Repository files navigation

external-network-pusher

This repo crawls list of external network providers and publishes the info to a user specified Google bucket. The current list of Providers include:

  • Google Cloud
  • Amazon AWS
  • Microsoft Azure
  • Oracle OCI
  • Cloudflare

Code structure

cmd/network-crawler.go

  • Contains the main script which crawls and publishes the external network info.

image

  • Contains the Dockerfile to package this script into a docker image

pkg/common

  • Contains some util functions and commons types/constants definitions. Crawler interface definition is also defined here under types.go

pkg/crawlers

  • Contains provider specific implementations of crawler instances.

How to build and run external-network-pusher?

To build, we can simply run

make build

This would create a .gobin directory and build a binary suited to your OS platform.

To create an image, just do

make image

or to push to StackRox registry under project stackrox-hub, do

make push

How to run crawlers?

After building the binary, just do

.gobin/network-crawler --bucket-name <GCS bucket name>

where bucket name is the name of the GCS bucket you want to upload to. It is a required field.

By default it would crawl all the providers listed above, alternatively you can crawl specific set of providers by specifying providers to skip. For example, if you want to skip crawling for Google Cloud and Amazon AWS, do

.gobin/network-crawler --bucket-name <GCS bucket name> --skipped-providers Google,Amazon

Please see --help for full list of options.

Output structure

This script uploads to the user specified bucket in the following manner. Under the bucket, you should see:

external-networks/latest_metadata

  • File which contains metadata of the latest networks. All consumers of the crawled network data should only look at this file for the filename which contains the latest networks.

external-networks/<timestamp>_<dynamic_uuid>/networks

  • Main file that contains all the provider networks.

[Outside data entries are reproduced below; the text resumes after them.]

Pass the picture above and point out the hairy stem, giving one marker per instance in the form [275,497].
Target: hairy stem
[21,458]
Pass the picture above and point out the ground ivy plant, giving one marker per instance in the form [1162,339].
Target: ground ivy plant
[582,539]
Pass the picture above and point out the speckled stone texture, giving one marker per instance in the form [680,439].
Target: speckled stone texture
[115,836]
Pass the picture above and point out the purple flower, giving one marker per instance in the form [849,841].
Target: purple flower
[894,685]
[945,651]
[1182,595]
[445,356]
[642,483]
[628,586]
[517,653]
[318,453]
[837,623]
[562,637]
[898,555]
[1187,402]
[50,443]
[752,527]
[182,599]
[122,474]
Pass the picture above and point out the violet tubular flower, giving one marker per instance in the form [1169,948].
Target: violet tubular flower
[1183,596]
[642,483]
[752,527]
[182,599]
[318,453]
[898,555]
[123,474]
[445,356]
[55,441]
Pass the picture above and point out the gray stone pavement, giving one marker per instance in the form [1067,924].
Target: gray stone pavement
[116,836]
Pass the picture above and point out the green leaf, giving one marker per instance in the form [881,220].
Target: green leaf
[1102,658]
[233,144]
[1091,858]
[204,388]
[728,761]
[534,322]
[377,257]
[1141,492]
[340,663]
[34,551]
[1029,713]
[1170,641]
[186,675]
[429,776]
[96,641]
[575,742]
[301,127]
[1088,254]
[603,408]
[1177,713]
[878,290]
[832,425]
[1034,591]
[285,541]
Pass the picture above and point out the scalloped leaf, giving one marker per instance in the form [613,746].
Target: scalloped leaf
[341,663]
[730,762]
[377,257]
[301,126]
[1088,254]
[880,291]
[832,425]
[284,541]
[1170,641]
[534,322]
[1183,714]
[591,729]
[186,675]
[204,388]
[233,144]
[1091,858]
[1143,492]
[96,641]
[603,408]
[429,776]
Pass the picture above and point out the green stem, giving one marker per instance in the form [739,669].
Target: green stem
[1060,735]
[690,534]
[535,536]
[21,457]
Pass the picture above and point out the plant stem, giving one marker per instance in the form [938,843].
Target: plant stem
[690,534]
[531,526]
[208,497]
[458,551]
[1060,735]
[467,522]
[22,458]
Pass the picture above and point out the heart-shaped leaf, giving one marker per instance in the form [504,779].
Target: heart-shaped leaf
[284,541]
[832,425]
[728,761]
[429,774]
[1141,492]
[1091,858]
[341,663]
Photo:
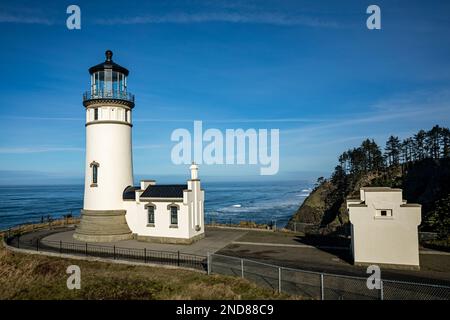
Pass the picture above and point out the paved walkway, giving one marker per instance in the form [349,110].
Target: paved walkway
[215,239]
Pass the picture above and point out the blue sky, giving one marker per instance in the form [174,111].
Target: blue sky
[309,68]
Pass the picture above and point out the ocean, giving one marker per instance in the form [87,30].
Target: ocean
[226,202]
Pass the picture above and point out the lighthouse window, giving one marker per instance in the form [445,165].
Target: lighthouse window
[151,215]
[174,216]
[94,173]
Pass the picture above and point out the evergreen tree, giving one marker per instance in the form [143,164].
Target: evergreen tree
[392,150]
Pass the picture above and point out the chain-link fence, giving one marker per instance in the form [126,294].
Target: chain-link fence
[324,286]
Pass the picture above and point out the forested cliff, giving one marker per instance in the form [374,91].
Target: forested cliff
[420,165]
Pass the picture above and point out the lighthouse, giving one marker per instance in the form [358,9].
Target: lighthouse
[108,166]
[114,208]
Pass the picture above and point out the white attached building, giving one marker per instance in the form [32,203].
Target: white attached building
[113,208]
[384,228]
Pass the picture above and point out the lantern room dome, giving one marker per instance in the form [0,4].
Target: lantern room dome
[108,64]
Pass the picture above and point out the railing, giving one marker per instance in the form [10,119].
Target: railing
[108,94]
[322,286]
[174,258]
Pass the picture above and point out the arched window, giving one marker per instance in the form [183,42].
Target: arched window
[94,165]
[150,214]
[174,216]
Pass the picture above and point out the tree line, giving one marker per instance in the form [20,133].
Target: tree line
[369,157]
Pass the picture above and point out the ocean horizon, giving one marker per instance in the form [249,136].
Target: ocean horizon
[226,202]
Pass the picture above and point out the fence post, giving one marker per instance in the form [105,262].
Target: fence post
[322,291]
[381,290]
[208,266]
[279,279]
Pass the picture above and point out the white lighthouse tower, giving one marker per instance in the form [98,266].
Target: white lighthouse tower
[114,209]
[108,166]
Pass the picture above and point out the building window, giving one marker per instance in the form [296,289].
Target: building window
[174,216]
[94,165]
[94,174]
[385,213]
[151,215]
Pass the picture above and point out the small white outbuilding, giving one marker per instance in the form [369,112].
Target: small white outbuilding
[384,228]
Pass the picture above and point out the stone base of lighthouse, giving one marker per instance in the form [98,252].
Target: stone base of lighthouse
[102,226]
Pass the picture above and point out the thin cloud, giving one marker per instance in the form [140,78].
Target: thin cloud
[256,18]
[38,149]
[14,18]
[148,146]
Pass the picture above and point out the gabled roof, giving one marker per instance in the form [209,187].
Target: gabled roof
[164,191]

external-networks/<timestamp>_<dynamic_uuid>/checksum

  • Contains the checksum for the above networks file. latest_metadata file also contains this info for the latest network data.

Later runs will not overwrite the previous run outputs. Instead, it will upload a new version of the network data, and change the content of the latest_metadata file.

As of now the script only keeps 10 run records in the bucket. If the script detected that there are more than 10 records, it starts deleting from the oldest one according to timestamp.

URL endpoints

URL endpoints used by this crawler is defined in pkg/common/constants.go. Please check file for the URLs.